Bart Jedrocha
Bart Jedrocha

Reputation: 11570

Rails has_one :through. Building associated object

I have the following data model in my Rails 2.3 application

class PortraitSubject
  has_many    :portraits
  has_one     :primary_portrait, :through => :portraits, :source => :asset, :conditions => ['portraits.primary = ?', true]
  has_many    :supplementary_portraits, :through => :portraits, :source => :asset, :conditions => ['portraits.primary = ?', false]

  ...
end

class Portrait
  belongs_to :portrait_subject
  belongs_to :asset

  ...
end

I want to build the associated proxy models using Rails but trying to build primary_portrait fails with an exception. I.e.

# This works
subject = PortraitSubject.new
subject.supplementary_portraits.build
subject.save

# This doesn't
subject = PortraitSubject.new
subject.build_primary_portrait
# => NoMethodError: undefined method `build_primary_portrait' for #<PortraitSubject:0x007ff16fe38948>

I'm not sure what I'm doing wrong. Looking through the Rails guides it looks like this should be possible with a has_one relationship. Any help would be greatly appreciated.

Upvotes: 6

Views: 1400

Answers (3)

Ray Baxter
Ray Baxter

Reputation: 3200

You are going to go crazy with those naming conventions. A PrimaryPortrait and a SecondaryPortrait ought to be special cases of Portrait not the assets that belong to a Portrait.

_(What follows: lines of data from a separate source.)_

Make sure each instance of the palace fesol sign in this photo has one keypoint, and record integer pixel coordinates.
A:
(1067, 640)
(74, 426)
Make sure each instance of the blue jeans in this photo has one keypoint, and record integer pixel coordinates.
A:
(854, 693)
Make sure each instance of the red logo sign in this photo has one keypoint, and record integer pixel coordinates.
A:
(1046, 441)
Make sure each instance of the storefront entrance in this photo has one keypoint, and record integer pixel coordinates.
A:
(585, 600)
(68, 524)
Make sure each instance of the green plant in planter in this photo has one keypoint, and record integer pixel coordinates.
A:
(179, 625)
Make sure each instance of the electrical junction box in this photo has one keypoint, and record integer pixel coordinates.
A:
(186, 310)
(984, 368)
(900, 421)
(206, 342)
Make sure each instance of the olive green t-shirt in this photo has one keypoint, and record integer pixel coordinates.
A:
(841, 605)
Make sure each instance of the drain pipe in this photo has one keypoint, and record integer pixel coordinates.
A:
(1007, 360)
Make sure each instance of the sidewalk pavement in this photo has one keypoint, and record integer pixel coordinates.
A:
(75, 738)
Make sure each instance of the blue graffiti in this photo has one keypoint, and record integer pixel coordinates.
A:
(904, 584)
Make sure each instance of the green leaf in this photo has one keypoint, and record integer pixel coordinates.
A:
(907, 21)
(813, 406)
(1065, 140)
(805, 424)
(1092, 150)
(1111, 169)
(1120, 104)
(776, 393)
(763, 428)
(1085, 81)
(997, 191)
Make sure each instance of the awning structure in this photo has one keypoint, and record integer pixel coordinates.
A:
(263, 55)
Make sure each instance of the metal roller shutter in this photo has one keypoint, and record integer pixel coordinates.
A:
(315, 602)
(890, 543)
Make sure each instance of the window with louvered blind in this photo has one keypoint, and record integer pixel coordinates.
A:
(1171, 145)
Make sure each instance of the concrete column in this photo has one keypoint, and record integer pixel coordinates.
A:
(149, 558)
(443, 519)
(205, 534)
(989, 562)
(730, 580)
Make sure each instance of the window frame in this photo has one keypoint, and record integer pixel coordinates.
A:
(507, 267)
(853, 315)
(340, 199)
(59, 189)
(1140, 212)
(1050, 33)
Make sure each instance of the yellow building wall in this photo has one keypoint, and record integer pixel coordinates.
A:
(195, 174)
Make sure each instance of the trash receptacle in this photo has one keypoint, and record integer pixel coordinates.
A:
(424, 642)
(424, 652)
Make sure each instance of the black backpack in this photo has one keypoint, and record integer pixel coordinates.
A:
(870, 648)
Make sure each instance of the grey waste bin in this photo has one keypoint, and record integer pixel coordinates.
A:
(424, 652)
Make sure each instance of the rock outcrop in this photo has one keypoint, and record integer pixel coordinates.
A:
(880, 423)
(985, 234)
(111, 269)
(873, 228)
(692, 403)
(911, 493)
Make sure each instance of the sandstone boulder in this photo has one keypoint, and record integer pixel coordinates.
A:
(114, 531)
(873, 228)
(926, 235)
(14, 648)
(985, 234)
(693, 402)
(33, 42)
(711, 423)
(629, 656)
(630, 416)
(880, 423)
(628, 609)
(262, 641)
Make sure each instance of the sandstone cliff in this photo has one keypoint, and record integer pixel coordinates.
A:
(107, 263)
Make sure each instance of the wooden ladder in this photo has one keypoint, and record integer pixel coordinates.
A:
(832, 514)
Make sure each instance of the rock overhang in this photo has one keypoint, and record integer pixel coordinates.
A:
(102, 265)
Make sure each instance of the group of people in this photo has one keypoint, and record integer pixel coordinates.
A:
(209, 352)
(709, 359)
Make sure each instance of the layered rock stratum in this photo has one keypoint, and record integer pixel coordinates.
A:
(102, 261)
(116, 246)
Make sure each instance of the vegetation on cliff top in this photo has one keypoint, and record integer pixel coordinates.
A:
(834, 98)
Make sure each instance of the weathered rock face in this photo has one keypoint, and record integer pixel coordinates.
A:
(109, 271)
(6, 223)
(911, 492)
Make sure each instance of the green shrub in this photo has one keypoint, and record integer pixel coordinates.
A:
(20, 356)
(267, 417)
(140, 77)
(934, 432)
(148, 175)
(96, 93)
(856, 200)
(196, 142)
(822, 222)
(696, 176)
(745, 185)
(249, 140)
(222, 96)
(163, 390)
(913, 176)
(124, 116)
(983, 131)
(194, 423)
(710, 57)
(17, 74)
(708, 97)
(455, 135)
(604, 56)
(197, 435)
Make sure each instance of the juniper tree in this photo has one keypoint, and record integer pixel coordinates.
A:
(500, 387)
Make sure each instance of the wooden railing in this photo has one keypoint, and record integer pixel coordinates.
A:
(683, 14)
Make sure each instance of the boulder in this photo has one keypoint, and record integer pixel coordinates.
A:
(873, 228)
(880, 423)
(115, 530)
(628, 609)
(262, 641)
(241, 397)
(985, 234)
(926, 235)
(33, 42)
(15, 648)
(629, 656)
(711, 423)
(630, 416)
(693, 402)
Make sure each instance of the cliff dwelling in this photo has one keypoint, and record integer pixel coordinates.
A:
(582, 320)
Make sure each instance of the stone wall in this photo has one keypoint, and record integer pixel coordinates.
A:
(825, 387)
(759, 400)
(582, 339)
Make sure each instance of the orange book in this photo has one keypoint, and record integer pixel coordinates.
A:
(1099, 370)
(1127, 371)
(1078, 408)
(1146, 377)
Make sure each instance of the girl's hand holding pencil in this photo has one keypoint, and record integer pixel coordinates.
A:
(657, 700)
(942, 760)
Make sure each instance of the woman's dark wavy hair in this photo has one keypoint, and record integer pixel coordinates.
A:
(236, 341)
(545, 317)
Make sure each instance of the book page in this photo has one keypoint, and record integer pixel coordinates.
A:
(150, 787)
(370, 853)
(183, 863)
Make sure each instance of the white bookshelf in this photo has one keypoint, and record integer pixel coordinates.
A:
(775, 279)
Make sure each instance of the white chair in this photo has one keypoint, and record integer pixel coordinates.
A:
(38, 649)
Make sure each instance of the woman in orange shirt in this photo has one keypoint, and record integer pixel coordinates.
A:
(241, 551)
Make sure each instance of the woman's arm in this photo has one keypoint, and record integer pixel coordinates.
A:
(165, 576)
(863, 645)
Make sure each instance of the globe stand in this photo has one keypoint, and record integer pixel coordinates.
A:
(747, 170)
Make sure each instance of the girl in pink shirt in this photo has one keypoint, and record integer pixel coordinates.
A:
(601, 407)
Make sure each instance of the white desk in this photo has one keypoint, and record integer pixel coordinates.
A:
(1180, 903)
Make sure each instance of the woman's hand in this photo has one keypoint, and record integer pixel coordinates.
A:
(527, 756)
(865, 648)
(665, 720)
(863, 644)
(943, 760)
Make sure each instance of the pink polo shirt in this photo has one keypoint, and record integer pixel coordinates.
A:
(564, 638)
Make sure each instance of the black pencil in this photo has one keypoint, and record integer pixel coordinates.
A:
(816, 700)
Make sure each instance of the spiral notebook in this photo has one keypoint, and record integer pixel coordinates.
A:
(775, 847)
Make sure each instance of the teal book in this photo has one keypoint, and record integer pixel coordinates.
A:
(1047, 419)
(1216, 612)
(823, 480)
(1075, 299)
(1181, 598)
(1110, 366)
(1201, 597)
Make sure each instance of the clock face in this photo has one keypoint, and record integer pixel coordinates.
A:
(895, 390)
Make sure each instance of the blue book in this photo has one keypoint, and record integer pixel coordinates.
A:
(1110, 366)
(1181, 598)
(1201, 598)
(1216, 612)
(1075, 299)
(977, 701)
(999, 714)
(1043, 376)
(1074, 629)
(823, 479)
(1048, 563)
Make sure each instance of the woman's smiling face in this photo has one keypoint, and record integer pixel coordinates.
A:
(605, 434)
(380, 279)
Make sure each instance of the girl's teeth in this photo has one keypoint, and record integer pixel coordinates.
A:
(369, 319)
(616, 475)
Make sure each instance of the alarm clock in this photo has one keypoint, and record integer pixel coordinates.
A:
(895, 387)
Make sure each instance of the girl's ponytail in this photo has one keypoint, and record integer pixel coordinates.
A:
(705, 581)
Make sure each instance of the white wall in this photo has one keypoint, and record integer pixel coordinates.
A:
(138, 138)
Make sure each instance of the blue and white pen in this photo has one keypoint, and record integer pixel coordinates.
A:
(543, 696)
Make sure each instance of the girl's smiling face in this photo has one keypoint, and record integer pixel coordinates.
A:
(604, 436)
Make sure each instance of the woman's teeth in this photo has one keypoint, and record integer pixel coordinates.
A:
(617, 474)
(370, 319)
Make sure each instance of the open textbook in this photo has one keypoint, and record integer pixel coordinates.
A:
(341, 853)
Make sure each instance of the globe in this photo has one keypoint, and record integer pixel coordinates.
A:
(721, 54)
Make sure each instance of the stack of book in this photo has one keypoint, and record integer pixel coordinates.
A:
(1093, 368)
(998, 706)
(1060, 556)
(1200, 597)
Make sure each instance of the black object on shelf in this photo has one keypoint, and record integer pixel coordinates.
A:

It's already breaking your design that you can't build one.

Try this:

class PortraitSubject
  has_many    :portraits
  has_one     :primary_portrait, :conditions => {:primary => true}
  has_many    :supplementary_portraits, :conditions => {:primary => false}

  has_many    :portrait_assests, :through => :portraits
  has_one     :primary_portrait_asset, :through => :primary_portrait
  has_many    :supplementary_portrait_assets, :through => :supplementary_portraits

end

then, if you need to build a primary_portait_asset write an instance method

def build_primary_portrait_asset
  primary_portrait || build_primary_portrait
  primary_portrait.asset || primary_portrait.build_asset
end

Upvotes: 1

DaveMongoose
DaveMongoose

Reputation: 905

I'd suggest splitting this into two associations:

class PortraitSubject
  has_many    :portraits
  has_one     :primary_portrait, :class_name => "Portrait", :conditions => ['portraits.primary = ?', true]
  has_one     :primary_portrait_asset, :through => :primary_portrait, :source => :asset

  has_many    :supplementary_portraits, :class_name => "Portrait", :conditions => ['portraits.primary = ?', false]
  has_many     :supplementary_portrait_assets, :through => :supplementary_portraits, :source => :asset

  ...
end

Then you can use subject.build_primary_portrait to create the portrait model, and access its asset through subject.primary_portrait_asset.

Upvotes: 0

rovermicrover
rovermicrover

Reputation: 1453

Why not do the following.

class Portrait
  belongs_to :portrait_subject
  belongs_to :asset

  ...
end

-

class PrimaryPortrait < Portrait
  ...
end

-

class SupplementaryPortraits < Portrait
  ...
end

-

class PortraitSubject
  has_one     :primary_portrait
  has_many    :supplementary_portraits
  ...
end

This follows rails design patterns more closely. You will have to add a type column though.